Лопатки Алсага странно задрожали, и Фрисс потянулся к его уху. Нецис удержал его руку и кивнул на вытоптанный клок поля у самой «стены». Куманов там не было — кто-то не прогнал их вовремя, и они съели траву до корней и изрыли землю, и теперь это пастбище пустовало.
Рыжая летучая мышь выбралась из-за пазухи Речника и неумело приземлилась на панцирь Двухвостки. Нецис, опасливо оглянувшись, коснулся её крыла.
— Благодарю, о Ксарна, — Арраск легко спрыгнул на дорогу. Золотистое свечение вокруг него потускнело при ярком солнце, но тень у эльфа так и не появилась.
— И тебе я благодарен, о Гвиса, — он прижал руку к груди и отступил на несколько шагов. — Это хорошее место. Едва ли мы успеем встретиться ещё раз, хоть мне и хотелось бы взглянуть на новую крепость Ноллорта — и мы к ней рано или поздно выйдем. Да не оставит вас Куэсальцин, владыка пламени, зажигающий огонь в крови живых! Что бы вы ни увидели — не бойтесь…
Земля дрогнула ещё раз, так, что качнулся плотно переплетённый кустарник, потом ещё и ещё раз. Горячий ветер взметнулся над полем, и Фрисс услышал тяжкий гул и шипение. Земля на пустом пастбище медленно расступалась, плавясь и вздуваясь пузырями, вверх взметнулся фонтан раскалённых брызг. Трещины поползли к дороге, и свет, идущий от них, из красного медленно превращался в серебристый. Флона всхрапнула и попятилась от сильного жара.

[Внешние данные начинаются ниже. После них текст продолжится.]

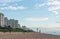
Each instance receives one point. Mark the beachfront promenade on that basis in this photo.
(26, 35)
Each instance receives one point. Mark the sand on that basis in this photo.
(27, 35)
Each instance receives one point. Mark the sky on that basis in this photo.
(33, 13)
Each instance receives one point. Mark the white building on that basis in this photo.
(1, 20)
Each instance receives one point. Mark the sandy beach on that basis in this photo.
(27, 35)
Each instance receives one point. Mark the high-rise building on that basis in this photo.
(5, 21)
(1, 20)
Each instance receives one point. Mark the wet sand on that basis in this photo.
(27, 35)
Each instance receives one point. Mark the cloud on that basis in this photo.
(36, 19)
(5, 1)
(13, 8)
(37, 6)
(3, 4)
(53, 5)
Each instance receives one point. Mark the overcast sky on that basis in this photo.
(33, 13)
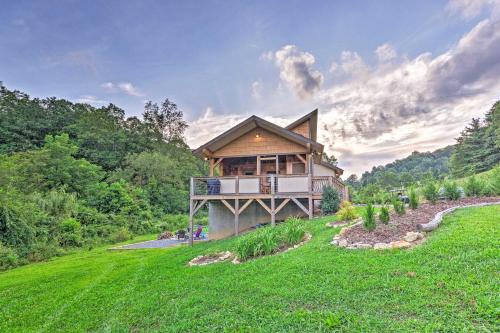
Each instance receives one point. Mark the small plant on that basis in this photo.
(451, 191)
(369, 218)
(384, 215)
(399, 207)
(347, 211)
(413, 198)
(474, 187)
(330, 200)
(431, 192)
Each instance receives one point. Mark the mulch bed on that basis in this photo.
(399, 225)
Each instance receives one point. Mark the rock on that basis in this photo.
(362, 246)
(381, 246)
(399, 245)
(412, 236)
(343, 243)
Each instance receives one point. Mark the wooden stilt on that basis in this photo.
(236, 216)
(191, 226)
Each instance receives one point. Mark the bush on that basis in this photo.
(294, 231)
(369, 218)
(347, 212)
(431, 192)
(121, 235)
(413, 198)
(8, 258)
(330, 200)
(384, 215)
(399, 207)
(474, 187)
(451, 191)
(268, 240)
(70, 232)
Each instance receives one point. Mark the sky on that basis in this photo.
(388, 77)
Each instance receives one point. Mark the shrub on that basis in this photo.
(384, 215)
(399, 207)
(347, 212)
(294, 231)
(8, 258)
(121, 235)
(474, 187)
(413, 198)
(70, 232)
(451, 191)
(431, 192)
(330, 200)
(369, 218)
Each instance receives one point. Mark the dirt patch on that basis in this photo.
(210, 258)
(399, 226)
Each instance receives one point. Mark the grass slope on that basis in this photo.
(317, 287)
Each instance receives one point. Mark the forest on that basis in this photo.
(73, 175)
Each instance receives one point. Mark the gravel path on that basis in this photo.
(154, 244)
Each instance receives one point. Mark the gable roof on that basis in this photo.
(248, 125)
(312, 117)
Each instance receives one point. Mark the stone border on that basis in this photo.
(410, 239)
(438, 218)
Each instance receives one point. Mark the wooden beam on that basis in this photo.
(236, 217)
(191, 234)
(301, 206)
(301, 158)
(273, 211)
(282, 205)
(200, 204)
(228, 205)
(264, 205)
(245, 205)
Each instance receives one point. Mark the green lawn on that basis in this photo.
(448, 284)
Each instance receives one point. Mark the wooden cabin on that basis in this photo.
(261, 172)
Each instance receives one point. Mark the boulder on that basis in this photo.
(381, 246)
(399, 245)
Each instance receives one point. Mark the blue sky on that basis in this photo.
(221, 61)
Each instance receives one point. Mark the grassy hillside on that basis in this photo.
(316, 287)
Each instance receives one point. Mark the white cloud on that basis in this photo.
(257, 90)
(297, 72)
(125, 87)
(385, 52)
(469, 9)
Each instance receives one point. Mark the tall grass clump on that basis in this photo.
(347, 211)
(269, 240)
(474, 187)
(330, 200)
(413, 198)
(431, 192)
(369, 218)
(399, 207)
(384, 215)
(451, 190)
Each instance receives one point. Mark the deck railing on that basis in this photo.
(268, 184)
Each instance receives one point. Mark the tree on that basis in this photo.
(165, 122)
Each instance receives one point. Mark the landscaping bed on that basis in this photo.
(399, 226)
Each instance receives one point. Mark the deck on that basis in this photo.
(238, 192)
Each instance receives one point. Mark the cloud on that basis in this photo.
(257, 90)
(92, 100)
(125, 87)
(469, 9)
(385, 52)
(297, 72)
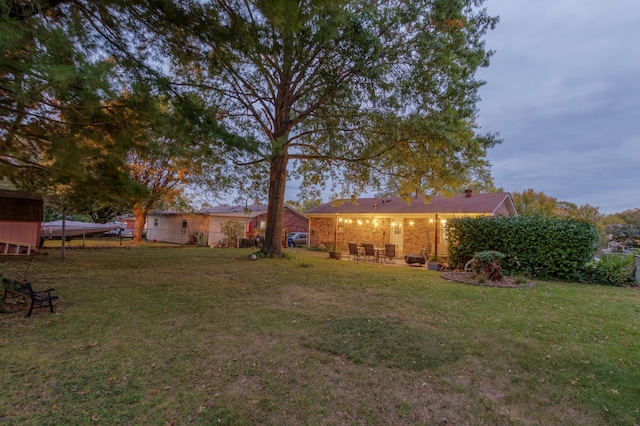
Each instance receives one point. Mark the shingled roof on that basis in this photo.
(460, 203)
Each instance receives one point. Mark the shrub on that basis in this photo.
(612, 269)
(546, 247)
(486, 265)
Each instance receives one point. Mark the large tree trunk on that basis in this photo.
(141, 218)
(277, 181)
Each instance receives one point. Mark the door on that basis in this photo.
(396, 236)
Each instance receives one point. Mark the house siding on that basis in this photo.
(169, 227)
(21, 216)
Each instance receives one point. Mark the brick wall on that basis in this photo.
(291, 222)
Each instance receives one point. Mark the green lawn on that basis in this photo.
(149, 335)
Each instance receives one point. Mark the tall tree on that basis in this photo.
(358, 92)
(55, 125)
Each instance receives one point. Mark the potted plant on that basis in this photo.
(334, 253)
(434, 263)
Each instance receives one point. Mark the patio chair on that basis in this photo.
(389, 253)
(369, 251)
(354, 251)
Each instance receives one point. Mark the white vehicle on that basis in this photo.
(297, 239)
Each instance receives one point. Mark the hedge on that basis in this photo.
(544, 247)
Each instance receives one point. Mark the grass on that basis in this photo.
(149, 335)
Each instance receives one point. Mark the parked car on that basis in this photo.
(297, 239)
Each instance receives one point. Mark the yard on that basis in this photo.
(150, 335)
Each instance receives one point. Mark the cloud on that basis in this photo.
(563, 92)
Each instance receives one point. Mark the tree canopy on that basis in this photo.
(355, 94)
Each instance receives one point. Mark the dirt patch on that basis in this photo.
(507, 282)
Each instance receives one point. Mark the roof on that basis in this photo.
(232, 211)
(235, 211)
(459, 203)
(6, 193)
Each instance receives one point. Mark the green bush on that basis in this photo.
(545, 247)
(612, 269)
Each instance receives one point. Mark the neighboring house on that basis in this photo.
(411, 227)
(206, 225)
(21, 215)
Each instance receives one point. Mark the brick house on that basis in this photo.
(410, 226)
(206, 225)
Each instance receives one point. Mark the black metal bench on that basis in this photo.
(22, 288)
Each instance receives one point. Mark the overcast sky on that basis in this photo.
(563, 92)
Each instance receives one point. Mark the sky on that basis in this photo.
(563, 92)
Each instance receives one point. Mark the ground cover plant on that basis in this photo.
(154, 335)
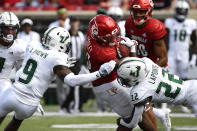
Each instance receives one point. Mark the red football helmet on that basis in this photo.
(141, 10)
(104, 30)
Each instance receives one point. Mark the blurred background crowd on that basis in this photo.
(81, 4)
(32, 28)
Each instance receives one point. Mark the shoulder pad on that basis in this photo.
(157, 29)
(19, 47)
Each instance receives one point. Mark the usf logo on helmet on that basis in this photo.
(131, 71)
(57, 38)
(9, 27)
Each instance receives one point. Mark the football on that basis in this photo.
(124, 50)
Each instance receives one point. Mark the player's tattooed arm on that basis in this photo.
(65, 74)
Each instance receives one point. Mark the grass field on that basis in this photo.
(104, 123)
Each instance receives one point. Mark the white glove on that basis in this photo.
(192, 62)
(71, 61)
(129, 43)
(40, 109)
(107, 68)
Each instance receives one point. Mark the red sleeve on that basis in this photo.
(127, 24)
(159, 30)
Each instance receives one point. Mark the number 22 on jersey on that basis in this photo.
(29, 71)
(168, 87)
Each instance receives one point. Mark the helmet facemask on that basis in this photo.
(181, 13)
(9, 27)
(106, 32)
(181, 10)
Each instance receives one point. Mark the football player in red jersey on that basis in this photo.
(150, 33)
(102, 42)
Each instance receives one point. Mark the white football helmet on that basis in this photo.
(181, 10)
(131, 71)
(115, 12)
(57, 38)
(9, 27)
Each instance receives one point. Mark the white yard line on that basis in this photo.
(104, 114)
(113, 126)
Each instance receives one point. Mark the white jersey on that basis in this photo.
(161, 86)
(36, 73)
(179, 34)
(10, 56)
(32, 36)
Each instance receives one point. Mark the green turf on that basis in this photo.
(44, 123)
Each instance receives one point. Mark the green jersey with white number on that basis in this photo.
(10, 56)
(161, 86)
(36, 73)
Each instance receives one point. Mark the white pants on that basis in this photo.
(190, 98)
(117, 96)
(178, 63)
(4, 84)
(9, 103)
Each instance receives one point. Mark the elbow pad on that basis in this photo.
(68, 79)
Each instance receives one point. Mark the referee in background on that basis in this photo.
(78, 43)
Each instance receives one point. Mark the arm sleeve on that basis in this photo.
(159, 31)
(167, 23)
(74, 80)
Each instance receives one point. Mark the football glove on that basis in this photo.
(107, 68)
(71, 61)
(129, 43)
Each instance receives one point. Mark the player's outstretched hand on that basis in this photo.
(192, 62)
(107, 68)
(71, 61)
(128, 42)
(40, 109)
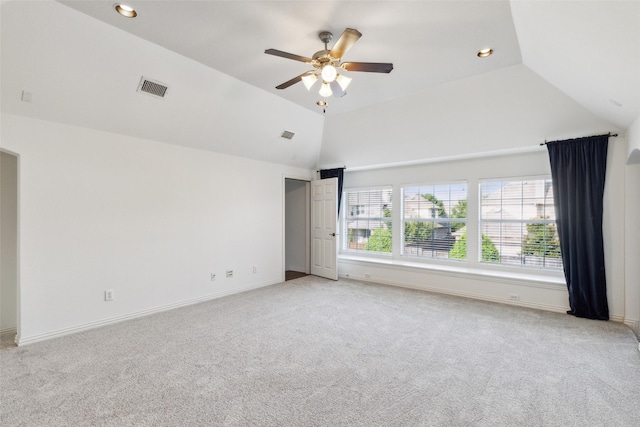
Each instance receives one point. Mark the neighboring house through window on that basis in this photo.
(433, 219)
(367, 226)
(517, 223)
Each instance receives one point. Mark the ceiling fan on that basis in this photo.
(326, 64)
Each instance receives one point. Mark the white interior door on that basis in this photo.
(324, 224)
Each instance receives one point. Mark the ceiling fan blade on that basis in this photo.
(291, 82)
(287, 55)
(344, 43)
(338, 92)
(370, 67)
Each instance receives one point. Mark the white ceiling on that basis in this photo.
(80, 60)
(575, 45)
(429, 42)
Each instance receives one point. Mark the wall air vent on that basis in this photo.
(287, 134)
(152, 87)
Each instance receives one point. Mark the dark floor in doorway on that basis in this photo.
(289, 275)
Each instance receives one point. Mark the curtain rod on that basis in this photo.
(612, 135)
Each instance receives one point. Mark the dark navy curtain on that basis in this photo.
(578, 169)
(334, 173)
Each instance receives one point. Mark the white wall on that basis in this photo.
(497, 286)
(632, 228)
(8, 242)
(508, 110)
(296, 216)
(147, 219)
(633, 136)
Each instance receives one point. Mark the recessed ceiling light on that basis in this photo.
(126, 11)
(485, 52)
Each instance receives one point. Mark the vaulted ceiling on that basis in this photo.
(77, 56)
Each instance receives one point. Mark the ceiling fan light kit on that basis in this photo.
(326, 64)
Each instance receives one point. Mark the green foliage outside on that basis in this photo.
(458, 211)
(489, 251)
(418, 231)
(542, 241)
(433, 199)
(379, 241)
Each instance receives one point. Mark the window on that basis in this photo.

— Киу ну нэи лааш! — Арраск повернулся к путникам и вскинул руку в прощальном жесте. Трещина раскрылась прямо под его ногами — он не дрогнул, только радостно улыбнулся и скрестил руки на груди. Белое пламя взлетело высоко — даже зелёные листья вмиг почернели и скукожились — и Фрисс прикрыл глаза рукой. А в следующее мгновение земля уже смыкалась, гудя и содрогаясь, и серебряный свет тускнел.
— Хвала богам, что в город они вошли не вдвоём, — поёжился Некромант, убирая ладони с морды Двухвостки. — Но очень печально, что Альнаи так приняли наверху. Единственная надежда — что он не обозлился… и тот, кто с ним, не захочет вступиться.
— Им бы идти с нами, — вздохнул Речник. — Тогда наша затея не выглядела бы чистым безумием.
Глава 24. Имлегьин
Ветер над заледеневшей равниной не стихал ни на миг, налетая то с востока, то с запада, — ему просторно было в широкой долине меж Хельскими Горами и зубчатой каменной стеной Кеула. Двойной полог закрывал повозку от ледяного дыхания, но огонёк жирника чувствовал ветер — и метался, норовя погаснуть. На дне чаши с жиром едва виднелся осколок серого кварца — «дымный камень», то, что должно было защитить путников надёжнее, чем лучники на крыше.
Речник Яцек отнял руки от огня, медленно стянул рукавицы и натёр пальцы жиром. Его кожа красна была от солмикской мази. Кесса покосилась на свои ладони — охра въелась в них намертво, размыла линии давней раскраски.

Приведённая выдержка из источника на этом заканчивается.